First, create a new table named `sales_stats`

that stores the sales revenue by employees:

```
CREATE TABLE sales_stats(
name VARCHAR(100) NOT NULL,
year SMALLINT NOT NULL CHECK (year > 0),
amount DECIMAL(10,2) CHECK (amount >= 0),
PRIMARY KEY (name,year)
);
```

Second, insert some rows into the `sales_stats`

table:

```
INSERT INTO
sales_stats(name, year, amount)
VALUES
('John Doe',2018,120000),
('Jane Doe',2018,110000),
('Jack Daniel',2018,150000),
('Yin Yang',2018,30000),
('Stephane Heady',2018,200000),
('John Doe',2019,150000),
('Jane Doe',2019,130000),
('Jack Daniel',2019,180000),
('Yin Yang',2019,25000),
('Stephane Heady',2019,270000);
```

The following examples help you get a better understanding of the `CUME_DIST()`

function.

### 1) Using PostgreSQL CUME_DIST function over a result set example

The following example returns the sales amount percentile for each sales employee in 2018:

```
SELECT
name,
year,
amount,
CUME_DIST() OVER (
ORDER BY amount
)
FROM
sales_stats
WHERE
year = 2018;
```

Here is the output:

As clearly shown in the output, we can find that 80% of sales employees have sales less than or equal to 150K in 2018.

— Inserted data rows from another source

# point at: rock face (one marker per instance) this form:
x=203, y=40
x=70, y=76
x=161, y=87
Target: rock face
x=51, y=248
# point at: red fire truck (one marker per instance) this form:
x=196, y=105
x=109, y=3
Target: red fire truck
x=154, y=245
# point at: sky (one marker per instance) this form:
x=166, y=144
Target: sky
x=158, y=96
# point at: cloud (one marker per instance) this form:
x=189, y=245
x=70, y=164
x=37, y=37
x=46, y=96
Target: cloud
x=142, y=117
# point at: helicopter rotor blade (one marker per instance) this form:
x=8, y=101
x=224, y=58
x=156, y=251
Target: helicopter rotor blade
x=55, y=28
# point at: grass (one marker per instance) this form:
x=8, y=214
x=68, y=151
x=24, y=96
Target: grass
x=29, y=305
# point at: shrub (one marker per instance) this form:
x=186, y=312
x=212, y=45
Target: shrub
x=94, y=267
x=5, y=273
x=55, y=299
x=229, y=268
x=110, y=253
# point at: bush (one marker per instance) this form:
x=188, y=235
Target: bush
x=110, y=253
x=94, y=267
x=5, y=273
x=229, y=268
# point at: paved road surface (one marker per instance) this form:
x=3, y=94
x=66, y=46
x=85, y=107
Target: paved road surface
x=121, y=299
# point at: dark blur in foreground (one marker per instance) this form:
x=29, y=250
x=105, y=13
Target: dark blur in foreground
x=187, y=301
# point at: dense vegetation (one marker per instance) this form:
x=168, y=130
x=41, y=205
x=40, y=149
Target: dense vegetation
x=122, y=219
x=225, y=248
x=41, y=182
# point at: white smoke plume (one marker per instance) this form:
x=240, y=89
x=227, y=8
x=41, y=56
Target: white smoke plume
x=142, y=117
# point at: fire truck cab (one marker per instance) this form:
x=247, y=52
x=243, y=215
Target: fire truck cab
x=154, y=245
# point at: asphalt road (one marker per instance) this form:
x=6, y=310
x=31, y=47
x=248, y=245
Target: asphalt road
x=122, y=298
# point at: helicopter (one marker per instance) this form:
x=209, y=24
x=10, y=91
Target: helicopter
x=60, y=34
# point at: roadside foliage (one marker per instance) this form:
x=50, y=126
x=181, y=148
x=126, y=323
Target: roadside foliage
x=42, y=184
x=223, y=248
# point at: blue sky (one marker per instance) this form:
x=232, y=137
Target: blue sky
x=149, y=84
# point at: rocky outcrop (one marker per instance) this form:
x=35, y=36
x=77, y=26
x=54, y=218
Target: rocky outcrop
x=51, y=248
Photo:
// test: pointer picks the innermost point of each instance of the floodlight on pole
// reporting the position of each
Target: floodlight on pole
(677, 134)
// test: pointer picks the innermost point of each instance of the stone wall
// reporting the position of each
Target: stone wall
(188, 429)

### 2) Using PostgreSQL CUME_DIST function over a partition example

The following example uses the `CUME_DIST()`

function to calculate the sales percentile for each sales employee in 2018 and 2019.

```
SELECT
name,
year,
amount,
CUME_DIST() OVER (
PARTITION BY year
ORDER BY amount
)
FROM
sales_stats;
```

Here is the output:

In this example:

- The
`PARTITION BY`

clause divided the rows into two partitions by the year 2018 and 2019. - The
`ORDER BY`

clause sorted sales amount of every employee in each partition from high to low to which the`CUME_DIST()`

function is applied.

In this tutorial, you have learned how to use the PostgreSQL `CUME_DIST()`

function to calculate the cumulative distribution of a value in a group of values.